Conceptually it is a continuation of Volta, “where as Volta is more about antropology, this is kind of without the humans.” Musically it works in the same spectrum too: organic sprawling songs that pulse with the fluidity of nature that suit the directionless manner in which Björk sometimes, well quite often, sings. There are electronics and polyrhythmics that hark back to Homogenic, and when she nails a melody, there are traces of Post-era pop too. Breaking new ground by revisiting old, the drum and bass break down on ‘Crystalline’ is cathartic to the point of goose-bumps and head spins. Elsewhere there is true inventiveness; new instruments developed for purpose of composition and recording – a Tesla Coil is used and something called a gameleste (a cross between a gamelan and a celesta).

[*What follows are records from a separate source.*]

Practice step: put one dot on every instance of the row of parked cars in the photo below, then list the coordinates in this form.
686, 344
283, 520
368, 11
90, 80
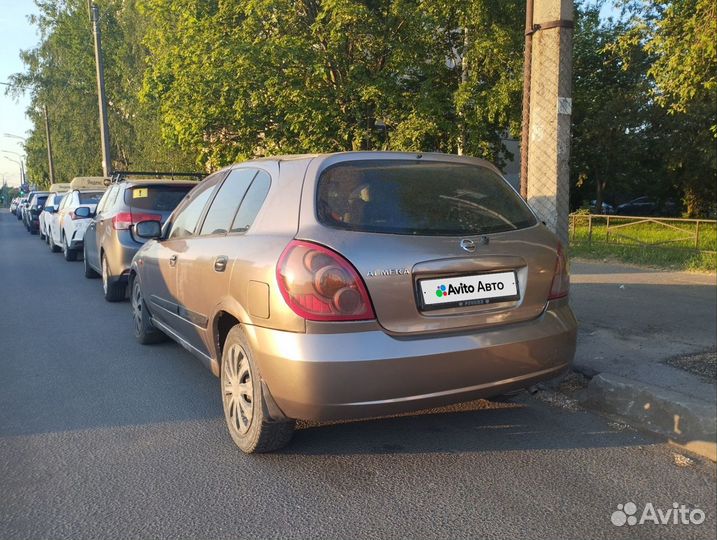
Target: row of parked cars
327, 287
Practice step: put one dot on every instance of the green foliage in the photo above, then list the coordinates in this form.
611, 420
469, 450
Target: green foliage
60, 73
639, 128
210, 82
648, 244
678, 36
236, 79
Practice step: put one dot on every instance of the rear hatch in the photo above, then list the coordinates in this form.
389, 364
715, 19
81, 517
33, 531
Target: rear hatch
442, 246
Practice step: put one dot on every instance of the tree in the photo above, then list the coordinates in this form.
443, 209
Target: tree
679, 37
60, 73
236, 79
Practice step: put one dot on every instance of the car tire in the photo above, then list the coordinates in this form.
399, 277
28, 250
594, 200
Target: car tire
114, 292
144, 331
90, 273
243, 400
70, 254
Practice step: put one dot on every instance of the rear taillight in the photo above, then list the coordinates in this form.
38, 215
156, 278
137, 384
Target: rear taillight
124, 220
561, 279
320, 285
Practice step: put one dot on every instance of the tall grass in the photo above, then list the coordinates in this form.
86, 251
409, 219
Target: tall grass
667, 244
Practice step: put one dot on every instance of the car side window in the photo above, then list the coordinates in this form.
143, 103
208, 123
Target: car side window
252, 203
103, 201
225, 204
185, 222
112, 200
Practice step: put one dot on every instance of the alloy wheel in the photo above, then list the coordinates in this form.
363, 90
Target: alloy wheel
238, 389
105, 274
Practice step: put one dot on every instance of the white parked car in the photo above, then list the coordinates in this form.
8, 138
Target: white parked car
52, 205
67, 230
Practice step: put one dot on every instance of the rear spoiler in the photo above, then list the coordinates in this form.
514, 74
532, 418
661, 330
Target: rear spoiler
119, 176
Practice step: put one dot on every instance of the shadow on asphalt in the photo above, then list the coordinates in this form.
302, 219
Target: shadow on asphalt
71, 364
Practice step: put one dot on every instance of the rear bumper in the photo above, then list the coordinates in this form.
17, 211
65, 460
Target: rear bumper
364, 374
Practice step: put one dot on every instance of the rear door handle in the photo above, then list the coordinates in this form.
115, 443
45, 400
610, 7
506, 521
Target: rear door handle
220, 263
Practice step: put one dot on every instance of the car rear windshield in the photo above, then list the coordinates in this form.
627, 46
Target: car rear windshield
90, 197
158, 198
419, 197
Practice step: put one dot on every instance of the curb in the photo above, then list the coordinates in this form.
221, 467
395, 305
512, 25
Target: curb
684, 420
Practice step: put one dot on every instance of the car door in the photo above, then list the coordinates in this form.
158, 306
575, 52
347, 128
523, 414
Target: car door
92, 235
57, 218
159, 258
204, 269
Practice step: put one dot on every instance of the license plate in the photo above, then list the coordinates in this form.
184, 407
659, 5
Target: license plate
470, 290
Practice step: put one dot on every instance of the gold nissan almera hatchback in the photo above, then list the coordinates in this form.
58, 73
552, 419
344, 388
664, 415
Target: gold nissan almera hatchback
353, 285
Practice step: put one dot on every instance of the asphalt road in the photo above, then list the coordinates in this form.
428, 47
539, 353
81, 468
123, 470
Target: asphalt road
101, 437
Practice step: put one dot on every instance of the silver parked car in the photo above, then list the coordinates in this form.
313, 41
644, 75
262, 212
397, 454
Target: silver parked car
354, 285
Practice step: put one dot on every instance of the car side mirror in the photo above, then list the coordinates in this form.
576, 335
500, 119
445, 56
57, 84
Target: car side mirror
148, 229
83, 212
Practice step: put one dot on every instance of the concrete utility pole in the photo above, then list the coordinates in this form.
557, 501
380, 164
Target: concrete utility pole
547, 175
99, 63
50, 163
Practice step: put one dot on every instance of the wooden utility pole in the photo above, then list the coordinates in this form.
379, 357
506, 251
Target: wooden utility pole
50, 162
547, 171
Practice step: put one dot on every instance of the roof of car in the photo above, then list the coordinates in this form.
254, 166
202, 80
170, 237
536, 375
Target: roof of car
158, 181
88, 182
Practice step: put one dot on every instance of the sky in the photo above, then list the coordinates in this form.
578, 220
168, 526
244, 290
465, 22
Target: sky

There’s timpani percussion, Icelandic chorals, rich organ, jarring digitals, grandiose bass, appropriate space and dramatic shifts. As a piece of art, Biophilia is very beautiful, there is no question of that. But songs about tectonics, genetics and human biorhythm are not easily communicated, and as just a musical record there is little by way of engagement, especially in the mid-section with the ‘Hollow’ and ‘Dark Matter’. Lyrically strong, ‘Cosmogony’ paints a whimsical tale of silver foxes and black eggs but it is the rhythmic moments of ‘Sacrifice’ and ‘Mutual Core’ that carry hooks on a record that otherwise plays out like an opera … one without a stage set.

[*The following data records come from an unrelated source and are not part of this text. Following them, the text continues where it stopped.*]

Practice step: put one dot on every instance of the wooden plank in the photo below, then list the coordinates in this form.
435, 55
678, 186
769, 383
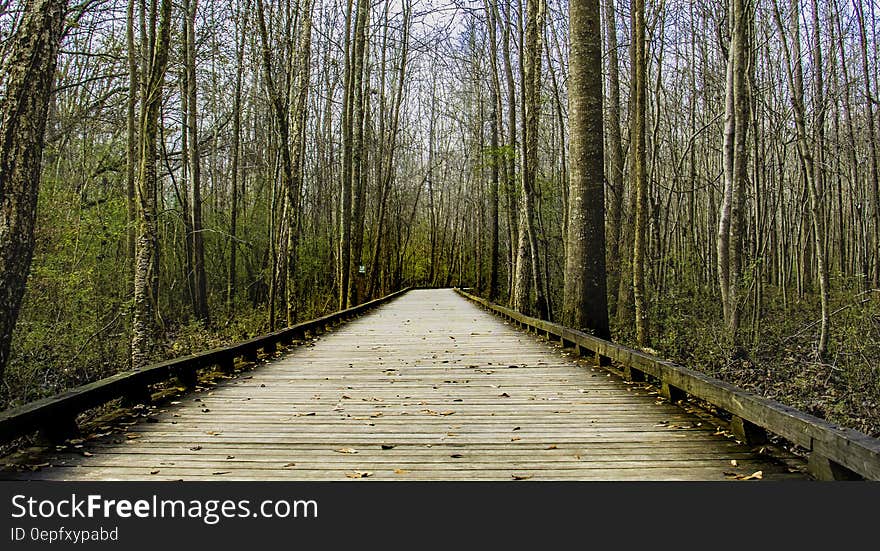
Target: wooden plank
846, 447
525, 407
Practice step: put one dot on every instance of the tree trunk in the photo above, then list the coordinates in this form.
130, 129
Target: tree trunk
615, 156
146, 266
638, 121
585, 304
29, 72
196, 238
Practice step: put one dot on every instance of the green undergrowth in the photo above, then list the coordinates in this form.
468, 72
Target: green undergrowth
52, 354
777, 354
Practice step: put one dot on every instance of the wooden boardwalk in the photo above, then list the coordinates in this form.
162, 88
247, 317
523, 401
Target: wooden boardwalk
428, 386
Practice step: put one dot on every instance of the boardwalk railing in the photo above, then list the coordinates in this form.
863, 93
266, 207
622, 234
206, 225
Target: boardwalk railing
835, 453
55, 417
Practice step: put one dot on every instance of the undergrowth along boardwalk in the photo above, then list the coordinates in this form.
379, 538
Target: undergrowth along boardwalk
428, 386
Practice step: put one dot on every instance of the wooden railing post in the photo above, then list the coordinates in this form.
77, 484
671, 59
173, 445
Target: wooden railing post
746, 432
63, 428
823, 468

More than just a music-box biology lesson, Biophilia successfully marries technology and nature. Like her subject matter, Björk is perpetually evolving with audacious innovation. Unlike them, well certainly nature, she is not always in tune. There’s something lost in the presentation of Biophilia on record, there’s a missing dimension. If the album was released before the apps, and without any mention of them, then maybe it would be digested differently. But the knowledge that these apps exist leaves a feeling of want. Now that is clever marketing.